The simplest solution might be to explore all possibilities.
public static ArrayList<Integer> solve(int n,
ArrayList<Integer> moves, int bestMove,HashMap<Integer,Integer> memory) {
if (moves.size() >= bestMove) return null;
if (n == 1) return moves;
Integer sizeOfPathN= memory.get(n);
if (sizeOfPathN!=null && sizeOfPathN<=moves.size())return null;
memory.put(n,moves.size());
int size_1=Integer.MAX_VALUE, size_2 = Integer.MAX_VALUE, size_3 = Integer.MAX_VALUE;
ArrayList<Integer> moves3 = null, moves2 = null, moves1;
if (n % 3 == 0) {
ArrayList<Integer> c = new ArrayList<Integer>(moves);
c.add(3);
moves3 = solve(n / 3, c,bestMove,memory);
if (moves3!=null)
size_3 = moves3.size();
}
bestMove = Math.min(bestMove, size_3);
if (n % 2 == 0) {
ArrayList<Integer> c = new ArrayList<Integer>(moves);
c.add(2);
moves2 = solve(n / 2, c,bestMove,memory);
if (moves2!=null)
size_2 = moves2.size();
}
bestMove = Math.min(bestMove, size_2);
ArrayList<Integer> c = new ArrayList<Integer>(moves);
c.add(1);
moves1 = solve(n - 1, c,bestMove,memory);
if (moves1!=null)
size_1 = moves1.size();
int r = Math.min(Math.min(size_1, size_2),size_3);
if (r==size_1) return moves1;
if (r==size_2) return moves2;
return moves3;
}
Explanation:
n
: n
moves
: An ArrayList containing the movements. (for printing pourposes)
bestMove
: value containing size of the minimal solution found.
memory
: a HashMap containing the "state" explored previously and the length of the path.

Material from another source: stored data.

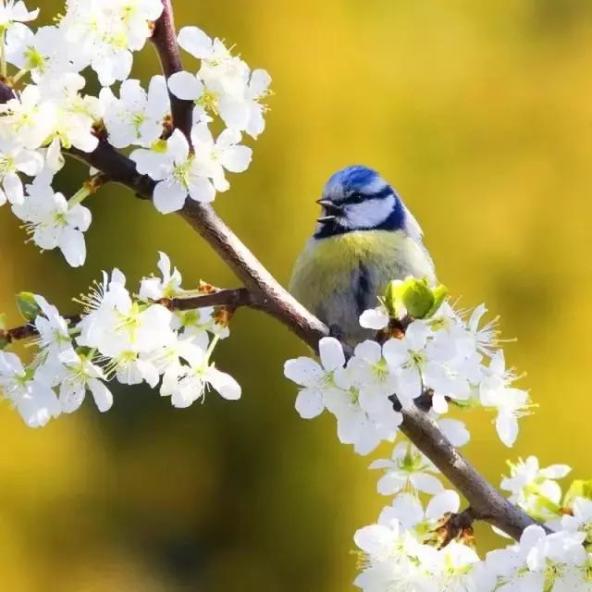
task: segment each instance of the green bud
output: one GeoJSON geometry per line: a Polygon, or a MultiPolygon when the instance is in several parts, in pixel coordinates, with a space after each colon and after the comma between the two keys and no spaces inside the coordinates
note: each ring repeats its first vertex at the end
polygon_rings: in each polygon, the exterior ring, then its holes
{"type": "Polygon", "coordinates": [[[406,313],[414,319],[426,319],[438,311],[447,295],[448,289],[442,284],[431,288],[426,279],[408,277],[389,282],[380,301],[391,317],[400,319],[406,313]]]}
{"type": "Polygon", "coordinates": [[[432,290],[432,294],[434,295],[434,304],[427,314],[428,317],[433,317],[438,312],[448,296],[448,288],[444,284],[439,284],[432,290]]]}
{"type": "Polygon", "coordinates": [[[574,481],[563,498],[564,507],[571,506],[576,497],[592,499],[592,479],[589,479],[588,481],[584,481],[583,479],[574,481]]]}
{"type": "Polygon", "coordinates": [[[407,278],[403,282],[401,300],[409,316],[425,319],[434,307],[435,298],[427,280],[407,278]]]}
{"type": "Polygon", "coordinates": [[[400,318],[402,315],[402,286],[403,282],[401,280],[393,280],[392,282],[389,282],[386,290],[384,291],[384,296],[381,299],[382,304],[384,304],[391,318],[400,318]]]}
{"type": "Polygon", "coordinates": [[[17,294],[16,305],[27,322],[34,321],[41,312],[39,305],[35,302],[35,294],[31,292],[20,292],[17,294]]]}
{"type": "Polygon", "coordinates": [[[6,349],[10,345],[10,341],[6,335],[6,315],[4,313],[0,314],[0,351],[6,349]]]}

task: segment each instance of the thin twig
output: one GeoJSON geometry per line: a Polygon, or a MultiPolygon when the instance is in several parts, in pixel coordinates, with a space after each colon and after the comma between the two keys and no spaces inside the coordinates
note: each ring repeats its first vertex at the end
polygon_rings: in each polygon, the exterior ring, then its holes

If we call public static void main(String[] args) {
long a = System.currentTimeMillis();
Object[] sol=solve(10, new ArrayList<Integer>(),Integer.MAX_VALUE,new HashMap<Integer,Integer>()).toArray();
System.out.println(sol.length);
System.out.println(Arrays.toString(sol));
System.out.println((System.currentTimeMillis()-a));
}
The output would be:
3
[1, 3, 3]
1
Equivalent to n-1, n/3,n/3
(@Tristan's best solution)
if we call it with 1000 000 000
as n:
30
[1, 3, 3, 3, 3, 1, 3, 3, 1, 3, 1, 1, 3, 3, 3, 3, 1, 2, 2, 1, 3, 2, 1, 3, 3, 2, 1, 3, 2, 2]
55
If we call it with 11
:
4
[1, 1, 3, 3]
1
EDIT: If only the number of moves it's needed:
public static int solve(int n,int moves,int bestMove,HashMap<Integer,Integer> memory) {
if (moves >= bestMove) return Integer.MAX_VALUE;
if (n == 1) return moves;
Integer sizeOfPathN= memory.get(n);
if (sizeOfPathN!=null && sizeOfPathN<=moves)return Integer.MAX_VALUE;
memory.put(n,moves);
int size_1=Integer.MAX_VALUE;
int size_2 = Integer.MAX_VALUE;
int size_3 = Integer.MAX_VALUE;
moves=moves+1;
if (n % 3 == 0) size_3 = solve(n / 3, moves,bestMove,memory);
bestMove = Math.min(bestMove, size_3);
if (n % 2 == 0) size_2=solve(n >> 1, moves,bestMove,memory);
bestMove = Math.min(bestMove, size_2);
size_1 = solve(n - 1, moves,bestMove,memory);
return Math.min(Math.min(size_1, size_2),size_3);
}
Calling this method with
long a = System.currentTimeMillis();
System.out.println(
solve(1000 *1000*1000, 0,Integer.MAX_VALUE,new HashMap<Integer,Integer>()));
System.out.println((System.currentTimeMillis()-a));
Output:
30
24
Fast enough